If a donor of a taxable gift (one which requires the actual payment of a gift tax, not just one that requires the filing of a gift tax return to report a gift sheltered by the donor’s exemption) dies within 3 years of the date of a gift, the resulting gift tax is added back to the donor’s taxable estate, pursuant to IRC §2035(b). Had the donor survived the 3-year period, not only the gift but also the gift tax he/she paid would have been out of the donor’s taxable estate at death. In inserting this provision, Congress felt that deathbed gifts of a donor’s entire estate would result in a massive loss of death tax revenue.

In the case of McCord v. Commissioner, 120 T.C. 258 (2003), the Tax Court held that this recapture of the paid gift tax was “too speculative” to be considered in valuing a gift. However, on appeal, the Fifth Circuit Court of Appeal reversed that result. Nevertheless, the IRS continues to hold the Tax Court’s position when the donor was not within the purview of the Fifth Circuit.

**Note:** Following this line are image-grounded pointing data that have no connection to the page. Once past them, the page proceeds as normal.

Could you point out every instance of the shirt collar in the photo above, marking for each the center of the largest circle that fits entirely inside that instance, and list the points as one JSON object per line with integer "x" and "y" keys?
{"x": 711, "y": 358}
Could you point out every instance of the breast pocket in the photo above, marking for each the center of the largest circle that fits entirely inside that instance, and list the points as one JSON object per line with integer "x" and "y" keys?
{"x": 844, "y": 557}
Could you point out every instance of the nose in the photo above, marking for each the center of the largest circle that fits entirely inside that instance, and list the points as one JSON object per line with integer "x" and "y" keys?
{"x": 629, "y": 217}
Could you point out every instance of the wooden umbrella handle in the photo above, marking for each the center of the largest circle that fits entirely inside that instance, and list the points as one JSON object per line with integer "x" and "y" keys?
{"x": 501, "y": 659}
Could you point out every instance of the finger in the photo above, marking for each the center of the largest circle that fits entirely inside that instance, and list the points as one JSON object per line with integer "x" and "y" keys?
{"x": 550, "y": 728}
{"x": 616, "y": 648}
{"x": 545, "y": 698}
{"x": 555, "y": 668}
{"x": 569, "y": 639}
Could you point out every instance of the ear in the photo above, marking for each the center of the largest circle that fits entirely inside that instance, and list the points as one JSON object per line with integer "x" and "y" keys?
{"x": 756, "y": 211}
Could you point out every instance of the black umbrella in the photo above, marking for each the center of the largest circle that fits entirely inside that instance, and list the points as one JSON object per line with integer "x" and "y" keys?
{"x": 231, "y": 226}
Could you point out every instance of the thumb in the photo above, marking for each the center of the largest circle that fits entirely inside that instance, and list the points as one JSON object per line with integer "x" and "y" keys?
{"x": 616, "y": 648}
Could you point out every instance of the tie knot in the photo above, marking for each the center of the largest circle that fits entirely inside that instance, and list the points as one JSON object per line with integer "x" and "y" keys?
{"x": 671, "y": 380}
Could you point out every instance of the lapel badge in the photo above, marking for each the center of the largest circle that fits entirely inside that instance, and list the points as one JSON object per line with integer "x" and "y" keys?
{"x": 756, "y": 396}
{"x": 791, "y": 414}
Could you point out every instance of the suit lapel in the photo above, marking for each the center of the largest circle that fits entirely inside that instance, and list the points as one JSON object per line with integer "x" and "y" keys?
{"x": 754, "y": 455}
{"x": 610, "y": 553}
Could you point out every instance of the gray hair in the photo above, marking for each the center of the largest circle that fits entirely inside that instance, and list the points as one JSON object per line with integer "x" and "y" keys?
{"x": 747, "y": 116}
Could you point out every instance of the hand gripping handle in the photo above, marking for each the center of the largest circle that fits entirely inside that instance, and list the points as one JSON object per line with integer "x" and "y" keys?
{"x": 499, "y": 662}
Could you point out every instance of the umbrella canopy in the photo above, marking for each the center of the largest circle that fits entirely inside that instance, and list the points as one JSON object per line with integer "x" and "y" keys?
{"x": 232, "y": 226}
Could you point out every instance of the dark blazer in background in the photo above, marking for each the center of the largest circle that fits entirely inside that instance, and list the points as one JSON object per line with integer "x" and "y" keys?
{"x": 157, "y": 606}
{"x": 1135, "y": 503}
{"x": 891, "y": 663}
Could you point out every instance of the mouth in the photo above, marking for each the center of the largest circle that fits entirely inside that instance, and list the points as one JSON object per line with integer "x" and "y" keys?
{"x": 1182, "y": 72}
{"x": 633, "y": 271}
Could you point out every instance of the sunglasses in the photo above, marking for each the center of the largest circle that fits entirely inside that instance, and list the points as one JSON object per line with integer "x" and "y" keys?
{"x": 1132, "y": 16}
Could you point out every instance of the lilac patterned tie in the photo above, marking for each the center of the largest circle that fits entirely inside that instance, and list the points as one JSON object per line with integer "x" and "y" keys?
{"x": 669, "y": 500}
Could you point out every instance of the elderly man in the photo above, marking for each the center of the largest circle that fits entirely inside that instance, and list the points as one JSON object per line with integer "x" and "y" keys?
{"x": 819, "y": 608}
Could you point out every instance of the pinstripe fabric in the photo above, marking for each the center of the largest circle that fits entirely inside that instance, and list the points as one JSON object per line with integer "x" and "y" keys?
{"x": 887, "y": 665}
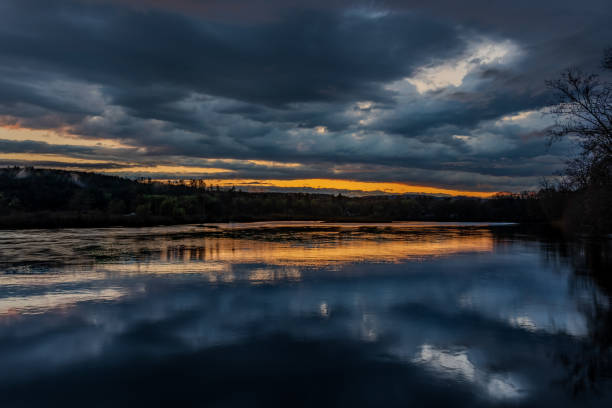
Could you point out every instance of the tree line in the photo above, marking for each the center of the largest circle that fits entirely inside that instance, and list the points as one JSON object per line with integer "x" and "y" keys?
{"x": 32, "y": 197}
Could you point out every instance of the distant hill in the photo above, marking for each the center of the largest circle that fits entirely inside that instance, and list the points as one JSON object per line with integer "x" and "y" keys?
{"x": 31, "y": 197}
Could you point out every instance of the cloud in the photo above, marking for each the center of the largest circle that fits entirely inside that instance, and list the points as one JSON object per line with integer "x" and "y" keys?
{"x": 409, "y": 92}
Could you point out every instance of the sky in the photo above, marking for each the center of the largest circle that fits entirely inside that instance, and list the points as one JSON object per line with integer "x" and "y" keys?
{"x": 434, "y": 96}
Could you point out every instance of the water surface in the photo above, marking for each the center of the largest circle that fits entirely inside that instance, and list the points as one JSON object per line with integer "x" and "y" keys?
{"x": 304, "y": 314}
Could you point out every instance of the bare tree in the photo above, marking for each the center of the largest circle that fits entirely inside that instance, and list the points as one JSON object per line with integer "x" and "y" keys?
{"x": 584, "y": 112}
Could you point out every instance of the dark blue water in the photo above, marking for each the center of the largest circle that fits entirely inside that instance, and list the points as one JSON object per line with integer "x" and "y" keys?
{"x": 304, "y": 315}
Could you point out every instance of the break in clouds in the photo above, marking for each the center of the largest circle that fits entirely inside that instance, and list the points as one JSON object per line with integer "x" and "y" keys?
{"x": 438, "y": 93}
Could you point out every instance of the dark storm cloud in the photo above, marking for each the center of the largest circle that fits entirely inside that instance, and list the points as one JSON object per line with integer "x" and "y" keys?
{"x": 320, "y": 83}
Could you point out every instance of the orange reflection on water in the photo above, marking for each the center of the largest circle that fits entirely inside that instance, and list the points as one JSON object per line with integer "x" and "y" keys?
{"x": 326, "y": 250}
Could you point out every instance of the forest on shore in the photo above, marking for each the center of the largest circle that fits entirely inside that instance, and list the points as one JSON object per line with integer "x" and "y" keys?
{"x": 580, "y": 201}
{"x": 49, "y": 198}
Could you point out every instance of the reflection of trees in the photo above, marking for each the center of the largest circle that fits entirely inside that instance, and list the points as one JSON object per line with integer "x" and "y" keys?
{"x": 589, "y": 366}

In Steinberg, however (which is appealable to the Second Circuit), the Tax Court reconsidered its earlier position. In that case, the donees agreed in writing that, if the donor died within three years, that each donee would pay any additional estate tax resulting because the gift tax paid would be includable in the taxable estate of the donor pursuant to IRC §2035(b). On the donor’s gift tax return, Form 709, the donor reported the gifts, but reduced their value based on an actuarial computation of the “expected” amount of such additional tax, considering the likelihood that the donor would die within those 3 years. In so doing, the donor’s preparer tried to estimate the probability and expected value of the additional taxes as liability being assumed by the donees, thereby reducing the value of the gifts.

While recognizing the tax might never be paid, the Steinberg Court nevertheless noted that a willing buyer would have demanded some reduction in a purchase price to compensate for the risk of having to pay the additional estate taxes. The Court also found that it was clearly a risk that could be valued. Thus, the Court refused to continue to follow the McCord holding, and instead allowed a reduction in the value of the gift for the possibility that an additional estate tax might be paid by the donees.

The actuarial value of survival for 3 years will always depend upon the age of the donor at the time of the gift. For example, a 60 year-old donor has about a 3% chance of not surviving to age 63. On the other hand, a 90 year-old donor has a more than a 50% chance of not surviving to age 93. Accordingly, this discount technique should be considered mostly for older donors.